Cord blood metabolic signatures predictive of childhood overweight and rapid growth

Affiliations

Cord blood metabolic signatures predictive of childhood overweight and rapid growth

Evangelos Handakas et al. Int J Obes (Lond). 2021 Oct.

Abstract

Introduction: Metabolomics may identify biological pathways predisposing children to the risk of overweight and obesity. In this study, we have investigated the cord blood metabolic signatures of rapid growth in infancy and overweight in early childhood in four European birth cohorts.

Methods: Untargeted liquid chromatography-mass spectrometry metabolomic profiles were measured in cord blood from 399 newborns from four European cohorts (ENVIRONAGE, Rhea, INMA and Piccolipiu). Rapid growth in the first year of life and overweight in childhood was defined with reference to WHO growth charts. Metabolome-wide association scans for rapid growth and overweight on over 4500 metabolic features were performed using multiple adjusted logistic mixed-effect models and controlling the false discovery rate (FDR) at 5%. In addition, we performed a look-up analysis of 43 pre-annotated metabolites, previously associated with birthweight or rapid growth.

Results: In the Metabolome-Wide Association Study analysis, we identified three and eight metabolites associated with rapid growth and overweight, respectively, after FDR correction. Higher levels of cholestenone, a cholesterol derivative produced by microbial catabolism, were predictive of rapid growth (p = 1.6 × 10-3).
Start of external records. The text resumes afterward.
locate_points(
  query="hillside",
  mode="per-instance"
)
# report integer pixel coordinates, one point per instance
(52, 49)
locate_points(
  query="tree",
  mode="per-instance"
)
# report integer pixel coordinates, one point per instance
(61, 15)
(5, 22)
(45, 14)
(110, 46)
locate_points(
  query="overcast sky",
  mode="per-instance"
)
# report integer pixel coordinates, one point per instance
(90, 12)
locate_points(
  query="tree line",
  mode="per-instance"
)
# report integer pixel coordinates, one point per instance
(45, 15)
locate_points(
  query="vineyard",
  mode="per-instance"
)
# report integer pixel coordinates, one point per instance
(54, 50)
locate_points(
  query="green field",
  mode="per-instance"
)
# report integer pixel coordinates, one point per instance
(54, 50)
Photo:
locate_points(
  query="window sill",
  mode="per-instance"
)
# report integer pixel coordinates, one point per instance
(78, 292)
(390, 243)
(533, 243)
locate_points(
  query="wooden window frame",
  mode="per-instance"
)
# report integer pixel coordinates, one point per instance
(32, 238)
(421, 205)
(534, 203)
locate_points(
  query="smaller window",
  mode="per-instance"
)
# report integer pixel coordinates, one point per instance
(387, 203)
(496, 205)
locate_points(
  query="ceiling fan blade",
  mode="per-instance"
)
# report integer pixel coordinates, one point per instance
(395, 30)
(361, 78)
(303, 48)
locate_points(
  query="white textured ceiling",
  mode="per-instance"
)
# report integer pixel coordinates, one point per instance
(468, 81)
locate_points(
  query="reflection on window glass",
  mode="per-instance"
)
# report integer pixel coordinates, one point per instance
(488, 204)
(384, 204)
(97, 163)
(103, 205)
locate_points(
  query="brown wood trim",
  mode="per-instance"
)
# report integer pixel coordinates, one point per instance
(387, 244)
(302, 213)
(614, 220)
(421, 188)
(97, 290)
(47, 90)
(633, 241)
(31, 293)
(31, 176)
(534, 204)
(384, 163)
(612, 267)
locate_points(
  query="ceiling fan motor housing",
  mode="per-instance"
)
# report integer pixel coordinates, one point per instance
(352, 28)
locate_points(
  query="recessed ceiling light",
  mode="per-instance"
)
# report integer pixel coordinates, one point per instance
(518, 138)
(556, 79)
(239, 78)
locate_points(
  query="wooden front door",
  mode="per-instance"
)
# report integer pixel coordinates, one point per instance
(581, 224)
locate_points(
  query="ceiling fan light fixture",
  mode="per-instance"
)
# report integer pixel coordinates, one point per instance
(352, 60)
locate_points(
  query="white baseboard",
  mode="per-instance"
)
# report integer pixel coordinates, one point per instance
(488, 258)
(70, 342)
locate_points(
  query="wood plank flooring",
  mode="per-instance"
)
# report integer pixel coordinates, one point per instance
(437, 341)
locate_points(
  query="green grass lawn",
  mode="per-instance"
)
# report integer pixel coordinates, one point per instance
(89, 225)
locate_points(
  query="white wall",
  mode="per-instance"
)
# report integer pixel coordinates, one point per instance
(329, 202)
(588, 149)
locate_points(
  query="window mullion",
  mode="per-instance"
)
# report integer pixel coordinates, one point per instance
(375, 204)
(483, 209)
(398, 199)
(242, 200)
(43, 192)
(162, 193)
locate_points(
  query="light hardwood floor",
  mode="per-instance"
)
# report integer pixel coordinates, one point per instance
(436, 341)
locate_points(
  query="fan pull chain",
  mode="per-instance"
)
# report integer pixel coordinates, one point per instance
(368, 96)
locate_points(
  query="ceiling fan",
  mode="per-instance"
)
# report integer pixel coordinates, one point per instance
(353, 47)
Lower levels of the branched-chain amino acid (BCAA) valine (p = 8.6 × 10-6) were predictive of overweight in childhood. The area under the receiver operator curve for multivariate prediction models including these metabolites and traditional risk factors was 0.77 for rapid growth and 0.82 for overweight, compared with 0.69 and 0.69, respectively, for models using traditional risk factors alone. Among the 43 pre-annotated metabolites, seven and five metabolites were nominally associated (P < 0.05) with rapid growth and overweight, respectively. The BCAA leucine, remained associated (1.6 × 10-3) with overweight after FDR correction.

Conclusion: The metabolites identified here may assist in the identification of children at risk of developing obesity and improve understanding of mechanisms involved in postnatal growth. Cholestenone and BCAAs are suggestive of a role of the gut microbiome and nutrient signalling respectively in child growth trajectories.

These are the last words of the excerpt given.